Thursday, January 1, 2015

Having the Strength to Confront Your Weaknesses

Happy New Year!  
In this inaugural post I introduce myself, contemplate an important idea in education---strengths and weaknesses, and thank an influential mentor. 

It is common for people to avoid the unpleasant, and what can be more unpleasant than the sight of our own glaring flaws?  It is much more comfortable to avoid them altogether.  To reach our fullest potential though, we must find the strength to stare down our weakness, learn from it, take action, and improve. We are all capable of growth and development, but first we have to find the strength to confront our weaknesses.  As I reflect on my fifteen year career as an educator I think back to that first challenging year and the person who helped my find my strength. 

When I first wanted to become a teacher, I imagined being a first grade teacher---teaching kids how to read was always my biggest passion.  As a result, in college I selected courses and based by projects and field experiences on primary education.  So it was with a bit of culture shock that I started my first year of teaching in middle school.  The sixth graders with facial hair really threw me!  Class management was extremely difficult. 

My principal at the time had several mottos that he said over and over to the large group of new teachers that year.  One was “It wouldn’t be your first year of teaching without tears” and the other, “If you can manage to keep all the students in their seats and not kill each other by the end of the year, you have done your job.”  The first was true on many occasions that year and the other wasn’t too far off…  Something was not clicking, I was acting the way I thought a middle school teacher should act, but the kids were not responding. 

In the spring, I chaperoned the end of the year trip.  Something happened there.  I wasn’t trying to be a “middle school teacher”, I was myself, relaxed and enjoying being with the kids.   That is when it all clicked.  The relationships built that day and my new found comfort with middle-schoolers transferred over to my class management. 

The class behavior improved dramatically during that last quarter.  Before the class trip I was seriously considering transferring to elementary school, now I liked the challenge of middle school and I was finally feeling I was shocked when my grade level assistant principal, Ms. Phillips, gave me an N-Needs Improvement, for classroom management.  Didn’t she see how much I improved from the beginning of the year!?! 

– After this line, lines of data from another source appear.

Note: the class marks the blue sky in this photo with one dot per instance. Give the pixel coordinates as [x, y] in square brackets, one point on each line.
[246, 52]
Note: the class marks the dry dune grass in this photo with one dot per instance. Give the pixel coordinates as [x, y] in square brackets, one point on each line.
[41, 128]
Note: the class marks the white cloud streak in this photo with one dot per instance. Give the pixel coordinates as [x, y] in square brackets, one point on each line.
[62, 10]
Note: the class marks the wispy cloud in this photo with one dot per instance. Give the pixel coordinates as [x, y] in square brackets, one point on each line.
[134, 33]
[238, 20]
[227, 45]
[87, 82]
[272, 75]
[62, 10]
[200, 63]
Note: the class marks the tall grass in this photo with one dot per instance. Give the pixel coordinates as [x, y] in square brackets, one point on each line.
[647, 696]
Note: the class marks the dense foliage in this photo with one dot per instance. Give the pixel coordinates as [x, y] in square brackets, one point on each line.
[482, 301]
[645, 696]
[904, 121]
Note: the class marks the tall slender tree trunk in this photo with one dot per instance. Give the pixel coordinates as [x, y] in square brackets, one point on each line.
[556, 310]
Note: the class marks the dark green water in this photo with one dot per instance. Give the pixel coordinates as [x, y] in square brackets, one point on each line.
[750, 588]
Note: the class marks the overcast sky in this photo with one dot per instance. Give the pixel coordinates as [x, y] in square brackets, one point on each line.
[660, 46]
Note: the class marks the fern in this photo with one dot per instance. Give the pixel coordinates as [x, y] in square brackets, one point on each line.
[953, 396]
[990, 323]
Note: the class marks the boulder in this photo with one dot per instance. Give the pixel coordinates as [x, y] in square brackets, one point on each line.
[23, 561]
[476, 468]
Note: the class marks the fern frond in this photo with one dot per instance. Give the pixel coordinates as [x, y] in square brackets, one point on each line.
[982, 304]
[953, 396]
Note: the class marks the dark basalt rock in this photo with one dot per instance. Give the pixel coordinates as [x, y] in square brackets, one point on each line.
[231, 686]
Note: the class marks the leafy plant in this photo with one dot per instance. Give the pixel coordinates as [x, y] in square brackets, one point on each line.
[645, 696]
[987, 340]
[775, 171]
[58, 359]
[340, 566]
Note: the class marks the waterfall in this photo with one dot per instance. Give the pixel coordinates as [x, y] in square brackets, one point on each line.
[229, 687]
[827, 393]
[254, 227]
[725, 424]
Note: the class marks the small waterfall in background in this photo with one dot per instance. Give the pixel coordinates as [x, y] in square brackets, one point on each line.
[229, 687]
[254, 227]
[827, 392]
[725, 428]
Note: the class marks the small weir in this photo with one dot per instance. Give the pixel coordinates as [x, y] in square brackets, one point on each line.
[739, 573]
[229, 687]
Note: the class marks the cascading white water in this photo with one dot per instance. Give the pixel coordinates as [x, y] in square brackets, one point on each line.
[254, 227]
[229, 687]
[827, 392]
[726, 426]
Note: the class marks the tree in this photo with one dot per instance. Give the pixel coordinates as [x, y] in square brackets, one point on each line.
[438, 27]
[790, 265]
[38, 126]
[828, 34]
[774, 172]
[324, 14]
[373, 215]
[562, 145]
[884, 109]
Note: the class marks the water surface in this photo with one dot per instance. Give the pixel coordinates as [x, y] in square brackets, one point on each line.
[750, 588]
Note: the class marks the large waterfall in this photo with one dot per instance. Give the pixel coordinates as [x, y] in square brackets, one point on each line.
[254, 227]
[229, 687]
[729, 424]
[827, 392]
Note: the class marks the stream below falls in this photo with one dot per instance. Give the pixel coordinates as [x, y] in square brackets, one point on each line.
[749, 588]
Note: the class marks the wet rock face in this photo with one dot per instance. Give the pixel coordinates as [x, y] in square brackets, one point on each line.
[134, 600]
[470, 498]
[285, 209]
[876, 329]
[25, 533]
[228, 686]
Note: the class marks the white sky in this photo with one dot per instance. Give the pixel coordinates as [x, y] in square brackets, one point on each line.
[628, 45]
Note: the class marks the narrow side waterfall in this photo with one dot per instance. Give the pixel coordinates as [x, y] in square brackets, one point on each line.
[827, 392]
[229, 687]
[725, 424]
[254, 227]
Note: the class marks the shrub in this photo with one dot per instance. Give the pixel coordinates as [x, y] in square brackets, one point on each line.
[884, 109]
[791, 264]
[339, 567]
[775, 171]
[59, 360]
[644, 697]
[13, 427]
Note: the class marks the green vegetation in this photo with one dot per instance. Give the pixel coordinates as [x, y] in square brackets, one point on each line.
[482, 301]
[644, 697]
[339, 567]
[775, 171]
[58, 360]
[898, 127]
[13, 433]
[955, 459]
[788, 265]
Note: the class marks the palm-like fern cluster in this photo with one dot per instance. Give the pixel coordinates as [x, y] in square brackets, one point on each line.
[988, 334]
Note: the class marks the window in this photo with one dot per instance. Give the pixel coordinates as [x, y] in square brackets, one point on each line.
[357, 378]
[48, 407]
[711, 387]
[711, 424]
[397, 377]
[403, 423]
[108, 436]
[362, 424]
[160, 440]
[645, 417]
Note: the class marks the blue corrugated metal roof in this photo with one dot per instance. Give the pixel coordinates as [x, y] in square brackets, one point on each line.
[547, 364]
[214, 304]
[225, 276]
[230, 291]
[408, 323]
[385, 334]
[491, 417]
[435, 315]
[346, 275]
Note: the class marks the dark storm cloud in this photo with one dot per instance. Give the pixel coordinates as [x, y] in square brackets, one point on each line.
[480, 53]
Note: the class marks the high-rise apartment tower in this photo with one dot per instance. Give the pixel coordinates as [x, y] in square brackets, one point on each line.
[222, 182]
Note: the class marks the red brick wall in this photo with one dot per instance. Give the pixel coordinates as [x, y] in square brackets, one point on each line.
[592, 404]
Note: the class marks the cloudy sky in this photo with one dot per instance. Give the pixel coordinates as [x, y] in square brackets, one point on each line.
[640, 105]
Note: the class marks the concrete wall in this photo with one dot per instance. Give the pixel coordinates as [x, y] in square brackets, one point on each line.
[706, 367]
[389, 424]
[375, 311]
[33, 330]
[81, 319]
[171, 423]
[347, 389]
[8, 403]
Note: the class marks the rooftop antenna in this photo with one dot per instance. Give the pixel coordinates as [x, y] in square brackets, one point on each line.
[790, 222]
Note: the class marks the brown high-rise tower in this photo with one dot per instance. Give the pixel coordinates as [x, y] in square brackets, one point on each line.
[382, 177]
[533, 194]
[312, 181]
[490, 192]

That summer I read every book on class management that I could get my hands on, wrote down ideas and insights, and planned my new approach.  I created a list of Class Procedures A-Z with every single class situation covered.  A-What do during the announcements, B- Begin class by coming to class on time and begin the Do Now, C…

Ms. Phillips came to observe me on the first day of school, first period.  Instead of thinking that she is out to get me, I focused on the class and my plan.  She had one of those poker faces, so I nervously awaited her evaluation.  Before my meeting with her, we had a faculty meeting to debrief the first day of school.  The assistant principal took the podium and talked about how she saw that some classes were unruly in the hall and suggested that they line up outside the class, like Ms. Garrido does with her students.  There was a lot of down time at the beginning of class, she said, so she suggested that they have their students complete a task as soon as they enter, like Ms. Garrido does.  This went on for several more “suggestions” and each time she said my name, I was in disbelief---but couldn’t resist smiling a little inside.

Fast forward to the end of that second year in Ms. Phillip’s office…
She told me that she could not think of one negative thing in the classroom, that she could see me being “Teacher of the Year” one day.  The one thing she did want to see improve—that I get more involved in the school.

I went on to a new school that opened up in the district the following year and Ms. Phillips went on to a different school as well and I haven’t seen her since that day. I am grateful to Ms. Phillips for believing that I can do better and holding me to a higher standard.  With her words as inspiration I took on the role as team leader that next year, my third as a teacher.  The following year I became the head of the Reading Department, in 2009 I was named “Teacher of the Year” and a few years later became the Literacy Coach for the entire school.  This year I will take on a district position and work with several schools to improve literacy.  I tried to contact Ms. Phillips to thank her, but have not been successful.  In case you are reading this, Ms. Phillips, thank you for seeing my potential, pushing me to work harder to achieve things that I never even thought to try.  I hope I can do the same for the students and teachers that I work with. 


  1. What an inspiring story. Very nice to hear how you took your less than positive evaluation and worked hard to make changes.
    Teaching is a constant cycle of reflecting-adjusting-improving-reflecting-adjusting-improving.

    Good luck with your future goals
    Crockett's Classroom . . . Forever in Third Grade

  2. Thank you Debbie! In my district we have the "Plan, Do, Study, Act" cycle that mirrors what you wrote!